Median wage growth in March was 16.3% YoY, which is slightly lower than the growth rate of average gross wages, thereby signalling that bonus payments favoured higher earners, as one would expect. As positive as these figures look, the purchasing power of wages has nevertheless declined, with real wages shrinking by 6.9% in March, as sky-high inflation continued to dampen households’ purchasing power. March is the seventh consecutive month in which real wage growth has been negative, and we believe that this trend will continue at least until the end of the third quarter.
Nominal and real wage growth (% YoY)
Looking at the divergence in wage growth between the private and public sectors, the impact of bonuses is clearly visible. While public sector wages grew by only 10.4% year-on-year, average wages in the private sector surged by 18.7%. Across economic branches, wages grew at the highest pace in agriculture, mining, and in manufacturing. As the latter is known to have been struggling with labour shortages for some time, this may be partly the effect of bonus payments and partly a boost from labour shortages.
Wage dynamics (three-month moving average, % YoY)
Going forward, we expect the 2023 full-year wage growth to be around the March level. However, this is likely to be closer to the lower end of the forecast range, given the peculiarities of this year. For example, many companies only signed new wage agreements in the spring, which could push up average wage growth further. Similarly, wage settlements over the course of the year could have the same effect in some areas of the public sector.
In our view, even though the pace of wage growth could be around 16-17% this year, we still expect households’ purchasing power to fall. As per our latest forecast, we expect inflation to average around 19% for the full year, and thereby real wages to fall by 2-3% on an annual basis.
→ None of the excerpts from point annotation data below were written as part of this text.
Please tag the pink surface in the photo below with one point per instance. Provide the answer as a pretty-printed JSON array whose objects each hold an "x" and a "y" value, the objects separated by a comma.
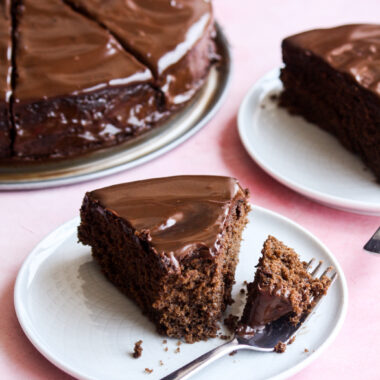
[{"x": 255, "y": 29}]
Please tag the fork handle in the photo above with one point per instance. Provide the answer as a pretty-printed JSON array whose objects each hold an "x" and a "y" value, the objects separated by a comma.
[{"x": 190, "y": 369}]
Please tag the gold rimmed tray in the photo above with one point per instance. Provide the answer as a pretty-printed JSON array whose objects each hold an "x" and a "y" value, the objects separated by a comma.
[{"x": 131, "y": 153}]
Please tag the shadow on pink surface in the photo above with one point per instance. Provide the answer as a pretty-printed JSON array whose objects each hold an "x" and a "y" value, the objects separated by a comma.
[{"x": 26, "y": 361}]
However, as inflation will display a downward-sloping trajectory this year, we believe that the story of real wages will follow a similar profile.
This means positive real wage growth could return toward the start of the fourth quarter of this year, as inflation moderates. The main question remains whether this will fuel consumption and thus elevate inflationary risks, or boost savings and thereby lower growth prospects. In our view, the latter is more likely, given that households have already tapped into their savings significantly to offset the impact of extreme inflation. This is the reason why we believe that the forthcoming positive income shock at the end of the year implies less upside impact on inflation and more downside on growth.